第120話 力づくで聞き出す

 「お互いの自己紹介も済んだことですし、私に声をかけてきた理由を教えて頂けますか?」


 「理由は単純だよ。アレンを勧誘したいんだ」


 「勧誘? パーティーメンバーは揃っているように見えますが?」


 「私達のパーティーへの勧誘ではないよ。詳細は教えられないけど、これから結成するパーティーのメンバーとして、勧誘したいんだ」


 「ギルバートさんが2つ目のパーティーを結成する理由が分からないのですが? 一般的には、結成したパーティーで冒険者活動に注力するんじゃないんですか?」


 「先程も言った通り、この場で詳細は教えられないんだ。もし詳細を知りたいのであれば、私達の拠点に来てもらう必要がある」


 の拠点ね。このギルバートという優男がトップなのであれば、の拠点と言うはずだ。


 もしくは、この男を含めたトップが複数いる可能性もあるが…そうなると、複数の冒険者パーティーで創設されたクランとかか?


 今の会話だけでは、推測の域を出ない。


 なら、ちょうどいい。


 わざわざ下手に出てついていくのも面倒だし、Bランクの上級冒険者と戦ってみたかったんだ。


 力づくで聞き出すとしよう。


 「すみません、勧誘はお断りさせて頂きます」


 「…それは残念だ」


 優男は少しも残念な表情を浮かべることなく、仲間達も武器を抜き、臨戦態勢に入る。


 流石は上級冒険者。特に殺気や戦闘態勢に入ったわけでもないのに、この場の空気が変わったのを直感で感じ、臨戦態勢に入るとは。


 「シッ!」


 剣帯から〈毒刃刺殺の短剣〉を抜きつつ、全力で駆け出す。


 俺の走る速度が想定以上に速く、一瞬驚く彼等だったが、すぐにデニスと名乗った男が氷槍アイス・スピアを放ってきた。
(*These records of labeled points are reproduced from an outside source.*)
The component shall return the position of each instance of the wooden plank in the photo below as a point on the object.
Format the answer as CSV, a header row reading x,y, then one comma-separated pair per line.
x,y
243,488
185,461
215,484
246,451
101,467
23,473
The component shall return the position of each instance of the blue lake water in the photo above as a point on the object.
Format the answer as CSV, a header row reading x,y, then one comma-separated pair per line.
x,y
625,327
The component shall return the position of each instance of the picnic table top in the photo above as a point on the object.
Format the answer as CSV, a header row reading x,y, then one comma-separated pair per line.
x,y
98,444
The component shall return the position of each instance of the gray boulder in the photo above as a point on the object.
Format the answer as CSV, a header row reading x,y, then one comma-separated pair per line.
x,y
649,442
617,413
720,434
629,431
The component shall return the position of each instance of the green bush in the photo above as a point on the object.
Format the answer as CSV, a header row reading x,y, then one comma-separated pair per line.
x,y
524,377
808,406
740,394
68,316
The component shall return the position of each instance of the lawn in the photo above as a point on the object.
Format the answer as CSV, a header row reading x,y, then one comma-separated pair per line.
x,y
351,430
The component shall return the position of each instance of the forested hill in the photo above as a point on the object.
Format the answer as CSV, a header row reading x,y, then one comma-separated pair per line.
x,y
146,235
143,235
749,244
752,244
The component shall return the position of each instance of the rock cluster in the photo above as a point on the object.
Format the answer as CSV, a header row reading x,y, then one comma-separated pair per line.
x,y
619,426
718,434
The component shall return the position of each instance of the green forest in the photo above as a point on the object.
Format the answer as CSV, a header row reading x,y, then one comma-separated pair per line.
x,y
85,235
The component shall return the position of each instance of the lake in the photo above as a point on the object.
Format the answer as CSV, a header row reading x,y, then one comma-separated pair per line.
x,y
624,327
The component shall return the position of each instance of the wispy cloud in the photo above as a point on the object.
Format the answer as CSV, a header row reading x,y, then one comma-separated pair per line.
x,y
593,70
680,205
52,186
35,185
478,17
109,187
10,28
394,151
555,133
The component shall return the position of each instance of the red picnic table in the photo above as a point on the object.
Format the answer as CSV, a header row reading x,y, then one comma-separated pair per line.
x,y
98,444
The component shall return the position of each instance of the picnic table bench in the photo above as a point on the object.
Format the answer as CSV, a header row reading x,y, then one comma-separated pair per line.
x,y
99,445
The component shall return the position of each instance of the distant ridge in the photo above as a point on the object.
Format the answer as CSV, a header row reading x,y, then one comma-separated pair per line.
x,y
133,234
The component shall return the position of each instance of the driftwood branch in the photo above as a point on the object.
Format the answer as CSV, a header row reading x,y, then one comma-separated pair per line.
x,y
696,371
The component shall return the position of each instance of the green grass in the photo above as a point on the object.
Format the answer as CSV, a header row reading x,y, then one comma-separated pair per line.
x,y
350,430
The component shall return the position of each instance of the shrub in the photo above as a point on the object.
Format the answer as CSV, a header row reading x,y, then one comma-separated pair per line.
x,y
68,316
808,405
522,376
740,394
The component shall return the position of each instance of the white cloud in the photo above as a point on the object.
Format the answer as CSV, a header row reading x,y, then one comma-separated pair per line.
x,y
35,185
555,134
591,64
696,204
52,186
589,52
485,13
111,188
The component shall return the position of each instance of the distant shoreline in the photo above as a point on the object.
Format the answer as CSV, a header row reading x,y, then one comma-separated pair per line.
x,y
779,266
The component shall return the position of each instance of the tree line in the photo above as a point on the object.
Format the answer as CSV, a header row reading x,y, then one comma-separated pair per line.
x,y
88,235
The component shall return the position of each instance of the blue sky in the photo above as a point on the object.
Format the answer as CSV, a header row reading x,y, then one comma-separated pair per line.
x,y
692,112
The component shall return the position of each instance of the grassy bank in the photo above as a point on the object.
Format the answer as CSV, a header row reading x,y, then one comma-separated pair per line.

 飛来する氷槍アイス・スピアを短剣で粉砕し、長剣を構えるギルバートに肉迫する。


 「ぐっ! なんだこの力は!?」


 長剣で受け止めたギルバートが思わず膝をつく。もう片方の短剣で長剣を弾くと、隙だらけの鳩尾に蹴り叩き込む。


 「グハッ!」


 勢いよく吹き飛ばされるギルバートを追随せず、横から振り下ろされる両刃斧を短剣で受け流す。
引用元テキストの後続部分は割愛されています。